Algorithms help navigate through the data thicket of biological systems

If one looks beyond individual molecules, biology quickly becomes complex. All life processes seem to affect one another. The computer scientist Prof. Uwe Ohler and his team of researchers at the Max Delbrück Center for Molecular Medicine  in the Helmholtz Association (MDC) are using algorithms and mathematical models to map a path through this tangle of dependencies. 

Life consists of myriad relationships on various levels: Ecosystems, individuals, organs, cells, and individual molecules all interact with one another. Many of these relationships cannot be described adequately without using formulas and equations, which is why the modern life sciences are closely linked to physics, computer science, and mathematics.
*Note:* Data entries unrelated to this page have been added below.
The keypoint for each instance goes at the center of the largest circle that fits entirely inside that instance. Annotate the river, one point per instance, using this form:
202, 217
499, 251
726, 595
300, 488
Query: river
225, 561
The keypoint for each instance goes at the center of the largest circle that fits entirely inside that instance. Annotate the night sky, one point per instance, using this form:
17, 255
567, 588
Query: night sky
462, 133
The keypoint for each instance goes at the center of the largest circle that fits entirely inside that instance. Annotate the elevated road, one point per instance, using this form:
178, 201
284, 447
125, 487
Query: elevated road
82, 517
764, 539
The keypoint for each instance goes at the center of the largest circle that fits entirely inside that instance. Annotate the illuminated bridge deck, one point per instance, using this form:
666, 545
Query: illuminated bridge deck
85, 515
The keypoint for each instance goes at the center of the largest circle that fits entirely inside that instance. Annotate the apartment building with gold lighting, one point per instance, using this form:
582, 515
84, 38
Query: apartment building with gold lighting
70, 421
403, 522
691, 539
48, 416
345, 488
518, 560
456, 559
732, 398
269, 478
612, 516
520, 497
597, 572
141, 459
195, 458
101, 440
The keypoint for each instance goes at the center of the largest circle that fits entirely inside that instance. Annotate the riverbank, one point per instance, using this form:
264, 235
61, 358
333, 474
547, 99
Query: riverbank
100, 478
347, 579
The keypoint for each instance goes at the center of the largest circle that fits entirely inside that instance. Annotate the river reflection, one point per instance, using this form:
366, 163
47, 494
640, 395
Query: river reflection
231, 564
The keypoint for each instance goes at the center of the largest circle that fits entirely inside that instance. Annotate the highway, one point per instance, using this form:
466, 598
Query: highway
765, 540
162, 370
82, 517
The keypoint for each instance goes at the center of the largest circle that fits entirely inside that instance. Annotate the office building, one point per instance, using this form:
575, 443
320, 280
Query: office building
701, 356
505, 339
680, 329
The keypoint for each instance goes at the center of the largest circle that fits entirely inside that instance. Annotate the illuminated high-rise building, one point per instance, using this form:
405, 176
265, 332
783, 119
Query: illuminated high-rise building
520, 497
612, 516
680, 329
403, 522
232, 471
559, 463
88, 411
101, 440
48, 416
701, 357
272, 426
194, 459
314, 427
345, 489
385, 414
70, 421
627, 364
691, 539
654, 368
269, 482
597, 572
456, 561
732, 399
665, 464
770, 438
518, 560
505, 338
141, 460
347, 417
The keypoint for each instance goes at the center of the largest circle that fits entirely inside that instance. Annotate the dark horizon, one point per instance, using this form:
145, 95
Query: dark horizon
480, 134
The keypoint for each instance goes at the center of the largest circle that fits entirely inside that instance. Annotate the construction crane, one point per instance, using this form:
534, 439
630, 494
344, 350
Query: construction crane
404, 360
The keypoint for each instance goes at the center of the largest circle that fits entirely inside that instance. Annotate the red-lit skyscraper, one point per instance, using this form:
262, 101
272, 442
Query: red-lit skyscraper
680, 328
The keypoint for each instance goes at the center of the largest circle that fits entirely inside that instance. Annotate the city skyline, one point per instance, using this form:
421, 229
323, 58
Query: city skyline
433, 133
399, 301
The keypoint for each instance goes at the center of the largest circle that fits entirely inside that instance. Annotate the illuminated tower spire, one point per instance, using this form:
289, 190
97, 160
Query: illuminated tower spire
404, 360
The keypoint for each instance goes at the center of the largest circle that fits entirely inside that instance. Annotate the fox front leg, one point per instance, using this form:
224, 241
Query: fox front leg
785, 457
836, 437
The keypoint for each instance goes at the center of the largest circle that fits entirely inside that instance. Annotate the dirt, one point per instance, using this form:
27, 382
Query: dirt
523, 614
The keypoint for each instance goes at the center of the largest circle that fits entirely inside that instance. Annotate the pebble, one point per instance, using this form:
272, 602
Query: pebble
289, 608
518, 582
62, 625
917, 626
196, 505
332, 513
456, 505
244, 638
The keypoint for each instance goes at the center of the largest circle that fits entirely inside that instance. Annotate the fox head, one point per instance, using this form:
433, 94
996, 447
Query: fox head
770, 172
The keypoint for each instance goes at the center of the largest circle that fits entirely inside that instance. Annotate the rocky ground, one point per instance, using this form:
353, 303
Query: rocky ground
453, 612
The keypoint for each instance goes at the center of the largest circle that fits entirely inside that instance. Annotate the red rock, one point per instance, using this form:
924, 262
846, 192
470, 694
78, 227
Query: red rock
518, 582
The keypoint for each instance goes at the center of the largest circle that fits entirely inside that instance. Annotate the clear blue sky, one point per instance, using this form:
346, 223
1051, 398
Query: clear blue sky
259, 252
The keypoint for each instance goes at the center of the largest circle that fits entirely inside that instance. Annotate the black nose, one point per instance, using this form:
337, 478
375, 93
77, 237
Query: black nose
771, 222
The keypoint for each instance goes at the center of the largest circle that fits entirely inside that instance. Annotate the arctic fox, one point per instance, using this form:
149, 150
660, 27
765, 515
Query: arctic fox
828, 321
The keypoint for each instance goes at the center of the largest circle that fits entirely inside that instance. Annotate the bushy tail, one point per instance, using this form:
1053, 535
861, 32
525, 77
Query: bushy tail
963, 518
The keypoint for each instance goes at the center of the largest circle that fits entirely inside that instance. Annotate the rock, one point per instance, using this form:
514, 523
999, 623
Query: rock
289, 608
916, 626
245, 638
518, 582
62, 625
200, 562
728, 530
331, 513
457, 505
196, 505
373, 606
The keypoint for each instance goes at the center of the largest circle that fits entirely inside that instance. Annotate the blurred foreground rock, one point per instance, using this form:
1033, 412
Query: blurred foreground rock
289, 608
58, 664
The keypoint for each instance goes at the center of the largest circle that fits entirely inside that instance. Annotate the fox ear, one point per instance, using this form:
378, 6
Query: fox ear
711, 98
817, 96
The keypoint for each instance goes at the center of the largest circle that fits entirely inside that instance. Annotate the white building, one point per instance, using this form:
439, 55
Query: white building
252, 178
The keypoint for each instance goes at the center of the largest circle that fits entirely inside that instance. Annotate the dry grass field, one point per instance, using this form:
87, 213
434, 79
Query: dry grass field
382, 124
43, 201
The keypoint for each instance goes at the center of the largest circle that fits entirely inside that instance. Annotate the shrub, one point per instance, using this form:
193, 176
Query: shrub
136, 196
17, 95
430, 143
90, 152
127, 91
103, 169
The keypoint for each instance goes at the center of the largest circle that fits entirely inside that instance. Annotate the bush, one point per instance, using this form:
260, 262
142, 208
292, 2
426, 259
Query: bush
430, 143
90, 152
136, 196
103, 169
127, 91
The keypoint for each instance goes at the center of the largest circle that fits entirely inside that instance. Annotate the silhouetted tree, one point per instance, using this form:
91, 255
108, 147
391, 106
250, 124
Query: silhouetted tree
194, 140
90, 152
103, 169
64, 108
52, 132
Uwe Ohler is studying the complex interactions between genes

Prof. Uwe Ohler. Image: David Ausserhofer/MDC

Systems biology takes this to the extreme. It aims to understand all life processes and their interrelationships in their entirety – which would be impossible without mathematics and computer science, as Prof. Uwe Ohler, a systems biologist and computer scientist at the MDC, acknowledges: “Although my team conducts laboratory experiments, two-thirds of our work involves computer-based calculations.”

Ohler specializes precisely in those genes that control all life processes: They are read from the DNA code and translated into molecules, which in turn regulate other genes that then serve, for example, as neurotransmitters or building material. During embryonic development they determine such things as whether a stem cell develops into a neuron or a muscle cell. This allows them to regulate the structure of all organs, the entire organism, and also behavior.

Ohler and his team want to find out how and when which genes are activated and how they influence one another. The researchers are looking at several stages of gene regulation.

Genes are muted in tightly wrapped DNA

Whether a gene is active or not – that is, whether its information can be read in a process called transcription – depends on whether very small molecular copying machines ever reach the genetic material in question. If the DNA is tightly coiled, these machines – known as RNA polymerases – cannot work.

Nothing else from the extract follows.